Since the late 1800s, when cast iron columns were first used in a textile mill in Great Britain, the metal building industry has experienced continual progress over the past couple of hundred years in both technology and in cost savings.

The use of premium quality metal as a primary building material emerged largely due to its fire-resistant characteristic. Towards the end of the 19th century, some of the early buildings in the United States were erected with metal frames and beams. It may surprise you to learn that it was about this time that the earliest pre-fabricated metal structures were produced.

As the car industry was poised to explode on the American scene at the turn of the 20th century, the use of steel or metal for construction was mostly limited to garages. Initially built with a combination of wood and metal, the Butler Company was the first to replace this popular vehicle storage building with an all-metal configuration to reduce the risk of fire and to reduce building costs.

In the early 1900s, the Austin Company in Ohio first applied pre-engineering to the fabrication of metal framing. Star Building Systems expanded the technology in the 1920s when they began supplying cheap metal driller buildings to oil firms on the Oklahoma plains.

The military further advanced the steel building industry during World War II, when airplane hangars were constructed entirely of metal. At that time, Quonset huts became the ubiquitous building choice for all military bases, thanks to the fact that they required only a few workers and common tools to assemble. The military favored these distinctive arched rooftop huts for use as motor pools and personnel quarters. Their use as storage structures then spread to civilian rural communities. The Quonset hut may have been ugly, but its reasonable price outweighed aesthetic factors.

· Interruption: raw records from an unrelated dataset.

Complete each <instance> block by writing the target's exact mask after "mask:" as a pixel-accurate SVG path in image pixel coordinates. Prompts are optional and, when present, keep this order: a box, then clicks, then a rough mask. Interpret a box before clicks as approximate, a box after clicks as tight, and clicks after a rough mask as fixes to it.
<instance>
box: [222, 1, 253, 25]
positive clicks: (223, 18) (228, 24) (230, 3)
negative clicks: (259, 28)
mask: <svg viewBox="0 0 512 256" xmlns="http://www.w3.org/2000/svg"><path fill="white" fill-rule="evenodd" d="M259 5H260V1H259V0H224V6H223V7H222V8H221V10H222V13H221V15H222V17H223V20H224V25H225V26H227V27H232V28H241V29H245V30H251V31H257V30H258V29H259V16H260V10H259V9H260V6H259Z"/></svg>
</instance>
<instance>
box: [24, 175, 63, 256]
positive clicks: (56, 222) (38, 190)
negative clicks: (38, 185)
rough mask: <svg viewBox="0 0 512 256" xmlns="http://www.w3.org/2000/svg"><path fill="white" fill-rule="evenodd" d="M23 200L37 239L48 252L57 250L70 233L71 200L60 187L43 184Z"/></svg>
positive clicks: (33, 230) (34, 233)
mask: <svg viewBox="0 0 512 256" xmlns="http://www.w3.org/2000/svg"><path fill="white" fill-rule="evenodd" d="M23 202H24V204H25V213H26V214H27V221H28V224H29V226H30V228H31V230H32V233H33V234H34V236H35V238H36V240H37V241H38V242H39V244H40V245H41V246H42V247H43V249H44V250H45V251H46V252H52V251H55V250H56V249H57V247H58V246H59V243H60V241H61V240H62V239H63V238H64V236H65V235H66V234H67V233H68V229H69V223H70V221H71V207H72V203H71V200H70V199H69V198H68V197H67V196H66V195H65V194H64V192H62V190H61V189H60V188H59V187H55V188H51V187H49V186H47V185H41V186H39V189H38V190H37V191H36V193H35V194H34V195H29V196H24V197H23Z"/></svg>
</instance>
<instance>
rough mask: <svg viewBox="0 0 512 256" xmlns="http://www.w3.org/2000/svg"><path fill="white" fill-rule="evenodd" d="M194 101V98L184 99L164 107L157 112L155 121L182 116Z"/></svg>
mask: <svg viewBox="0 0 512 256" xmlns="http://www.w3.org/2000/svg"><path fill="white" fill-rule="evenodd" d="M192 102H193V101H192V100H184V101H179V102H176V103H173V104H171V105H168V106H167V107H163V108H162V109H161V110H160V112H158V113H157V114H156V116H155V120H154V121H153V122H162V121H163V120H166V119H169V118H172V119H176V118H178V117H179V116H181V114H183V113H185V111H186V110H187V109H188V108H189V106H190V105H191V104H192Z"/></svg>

Following WWII, pre-fabricated metal building sales reps stressed the rapid assembly and bargain prices of the structures and sales soared. They pretty much ignored design considerations, and the appearance of these structures was not as crucial to buyers as the protection afforded to the inhabitants and/or contents. This next generation of pre-engineered steel structures contained an unattractive standard roof pitch of four on twelve. Because these uninviting buildings were built with lower quality materials, they didn’t hold up well, and so they were eventually left to rust and disintegrate across the American landscape. People lost faith in the steel building industry, and stopped buying the buildings.

Finally, in the mid-1950 the MBMA (Metal Building Manufacturers’ Association) was established. Higher standards and building techniques were introduced, and steel building manufacturers began to concentrate on the aesthetic appeal of the buildings. Today’s steel buildings are attractive, durable and economical alternatives to conventionally built structures.